Medium to large Cichlids have, in general, a reputation of aggression towards tankmates, intolerance to others of their kind, and just a bad attitude in the aquarium.

To dispel those myths, in this post we'll study what I call the mellow fellows; that is, the medium to large Cichlids that, to a lesser or greater extent, are completely passive in the aquarium. Some, of course, are more passive than others, and one or two can suddenly turn from Dr. Jeckle to Mr. Hyde in an eye blink, or will stay mellow throughout their life. For this post, I'll define medium as fish that grow to over four inches in total length, though most in the list get a good deal larger than that, and are gentle to tankmates too large to eat.

Some species in this list are ridiculously easy to find in shops, some with take some searching, but all are well worth dedicating tank space to. Keep in mind, though, that they are Cichlids, and thus can be unpredictable, but of course, the ones in this list are easily defined as passive in the aquarium.

Now, some species.

By far the most common and popular mellow fellow available is the Oscar (Astronotus ocellatus), of soft, acidic tributaries of the Amazon basin in Venezuela, Guyana and Paraguay.

Oscars, which reach 14 inches given the time and space to do so, are affable to fish too large to eat and to each other when kept in a group, if introduced all together when young. And they have, for lack of a better word, personality. They very quickly learn who feeds them, and they will do all kinds of antics to get the attention of their keeper.

A favorite is a tail slap on the surface of the water. Some jump clear of the water, landing with a huge splash. Another is the whole group at the front of the tank staring at you until you feed them. Redesigning the tank decor when things don't go their way is common. A stomach with fins, Oscars are always prepared to eat, and if you're not careful, they'll train you when, what and how much to feed them with their behavior.

In nature they live in both black and white water habitats that are quite soft and acid, even down to pH 5.5 with near zero hardness. Commercially bred for decades, they'll even live and possibly breed up to perhaps pH 7.5 with moderately hard water. However, they live and breed best in the soft and acid tank, as eggs usually don't hatch in hard water. They prefer temperatures between 75 and 80 degrees. Filtration through peat moss darkens and softens the water, which usually triggers breeding in this species.

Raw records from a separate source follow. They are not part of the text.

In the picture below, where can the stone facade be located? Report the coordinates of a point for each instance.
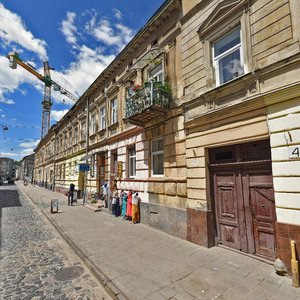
(233, 69)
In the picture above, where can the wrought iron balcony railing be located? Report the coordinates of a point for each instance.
(154, 94)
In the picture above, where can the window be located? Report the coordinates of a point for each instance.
(70, 137)
(228, 57)
(131, 162)
(157, 157)
(93, 123)
(114, 163)
(75, 135)
(102, 118)
(83, 131)
(156, 74)
(114, 115)
(65, 142)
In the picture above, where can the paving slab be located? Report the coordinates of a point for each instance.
(139, 262)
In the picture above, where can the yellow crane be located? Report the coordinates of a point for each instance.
(15, 60)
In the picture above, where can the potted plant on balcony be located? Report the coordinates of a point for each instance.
(164, 88)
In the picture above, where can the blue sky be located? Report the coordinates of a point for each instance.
(78, 38)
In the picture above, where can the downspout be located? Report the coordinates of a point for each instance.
(87, 145)
(54, 161)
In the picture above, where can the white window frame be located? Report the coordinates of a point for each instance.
(75, 135)
(157, 74)
(70, 137)
(83, 131)
(114, 111)
(102, 117)
(155, 153)
(131, 162)
(93, 123)
(217, 59)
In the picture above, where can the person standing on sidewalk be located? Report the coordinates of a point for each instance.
(105, 194)
(129, 206)
(135, 208)
(71, 194)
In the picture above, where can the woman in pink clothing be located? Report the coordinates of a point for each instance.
(129, 206)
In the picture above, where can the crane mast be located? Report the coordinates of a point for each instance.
(15, 60)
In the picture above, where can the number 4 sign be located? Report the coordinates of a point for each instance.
(294, 151)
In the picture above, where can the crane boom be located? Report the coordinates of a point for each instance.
(15, 60)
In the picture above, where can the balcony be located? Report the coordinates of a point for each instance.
(148, 103)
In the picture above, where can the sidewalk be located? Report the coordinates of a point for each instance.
(138, 262)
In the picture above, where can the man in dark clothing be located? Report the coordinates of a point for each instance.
(71, 194)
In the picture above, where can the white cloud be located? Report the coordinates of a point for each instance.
(6, 101)
(69, 29)
(108, 33)
(87, 67)
(13, 30)
(29, 144)
(11, 79)
(118, 15)
(56, 115)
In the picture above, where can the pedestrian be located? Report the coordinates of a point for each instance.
(105, 194)
(124, 204)
(71, 194)
(135, 208)
(113, 205)
(129, 206)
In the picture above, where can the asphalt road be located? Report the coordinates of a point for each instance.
(35, 262)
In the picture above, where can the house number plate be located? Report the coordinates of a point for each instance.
(294, 152)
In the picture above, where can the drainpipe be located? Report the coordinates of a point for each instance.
(294, 265)
(87, 146)
(54, 161)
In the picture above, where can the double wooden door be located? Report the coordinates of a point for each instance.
(245, 207)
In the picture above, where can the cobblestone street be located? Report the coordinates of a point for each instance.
(35, 261)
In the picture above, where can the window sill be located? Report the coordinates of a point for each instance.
(113, 126)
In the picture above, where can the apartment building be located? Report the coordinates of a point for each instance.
(7, 168)
(200, 114)
(240, 67)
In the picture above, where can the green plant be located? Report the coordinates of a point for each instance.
(163, 87)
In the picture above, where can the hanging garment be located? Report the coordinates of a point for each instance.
(129, 206)
(124, 205)
(135, 209)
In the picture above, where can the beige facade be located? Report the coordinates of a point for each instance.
(230, 125)
(240, 63)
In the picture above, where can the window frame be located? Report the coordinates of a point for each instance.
(83, 131)
(156, 153)
(76, 135)
(131, 172)
(93, 126)
(114, 111)
(216, 59)
(102, 117)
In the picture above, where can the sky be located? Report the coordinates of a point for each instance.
(78, 38)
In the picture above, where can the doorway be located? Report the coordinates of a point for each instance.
(242, 189)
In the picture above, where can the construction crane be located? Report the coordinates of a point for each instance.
(15, 60)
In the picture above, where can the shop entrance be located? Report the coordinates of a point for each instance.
(244, 197)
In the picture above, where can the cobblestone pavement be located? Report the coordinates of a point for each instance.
(35, 262)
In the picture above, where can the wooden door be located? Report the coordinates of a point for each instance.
(259, 186)
(245, 208)
(229, 207)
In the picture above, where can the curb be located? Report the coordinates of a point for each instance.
(105, 282)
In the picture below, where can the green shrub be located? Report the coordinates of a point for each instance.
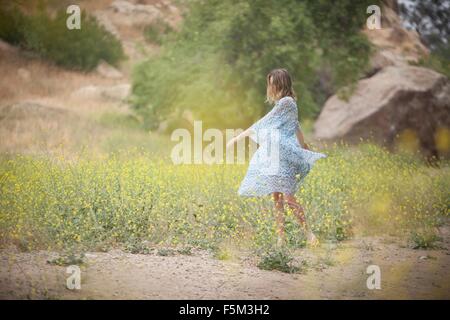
(157, 31)
(216, 64)
(12, 24)
(278, 259)
(50, 38)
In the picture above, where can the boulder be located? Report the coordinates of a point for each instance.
(115, 93)
(395, 100)
(394, 44)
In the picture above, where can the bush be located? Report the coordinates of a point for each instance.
(49, 37)
(157, 31)
(216, 64)
(278, 259)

Captive breeding has resulted in many different color morphs. Primarily it's red and orange markings on a black or dark grey-green ground, usually with an occelated orange or red circle (the 'ocellatus') at the top of the caudal peduncle. Some can be almost totally orange, some albino with light orange markings on an ash-white ground. There are dozens if not hundreds of color variations of this species. And each Oscar is as individual as a fingerprint; no two are exactly alike in markings.

If you wish to breed or just keep a group of Oscars, a 200-gallon tank would be sufficient for a group of six or eight adults. It should be furnished with just driftwood and stones, as live plants would be pointless, as they always tear them out. In larger quarters, tankmates can be schools of larger Characins, like Silver Dollars, or Cypranids like Tinfoil Barbs; in other words, schooling fish that grow too large to eat. Catfish can be the Doradids, who are so well armored even an ever- curious Oscar knows better than to touch them. Some of the larger riverine Synodontis would be OK, just make sure they grow to at least six inches. One or more of the sucker-mouthed cats (plecos) can take care of algae duties. Make sure the species grows to five inches or more.

Stay away from pictus cats and the like, because the long whiskers irritate sleeping Oscars, and as Oscars have long memories, they'll eventually kill the pictus because of that irritation. A dark substrate and background intensifies the colors of Oscars.

The larger the tank the larger and more entertaining Oscars get. In feeding, if you give it to them, they'll probably eat it. A very omnivorous fish, high-quality pelleted foods can be staple, and they like things like fresh spinach leaves, small shrimp (either live or frozen), clean live red worms, California black worms, pieces of apple and pear . . . in other words, they will eat what you give them, so make sure the quality is a high as you can make it for their continued health and vitality. Though they can be picky towards foods, their stomach will win out every time if you're persistent with foods that are good for them.

As an aside, don't feed Oscars live fish, as they are too rich for the Oscars' systems, eventually causing kidney shutdown and death. Properly kept, Oscars easily live well over 20 years.

In breeding, juveniles pair off early, and stay mated for life. Best bet is to buy eight youngsters, and select the most compatible pairs for transfer to the main tank. Oscars are flat rock spawners, and full-grown adults can lay more than 2,000 eggs. Excellent parents, the vast majority, easily 90 percent, of the fry will survive and thrive under the adults' care.

If you aren't concerned with breeding, a good-sized group of Oscars in a large aquarium is an endlessly entertaining sight.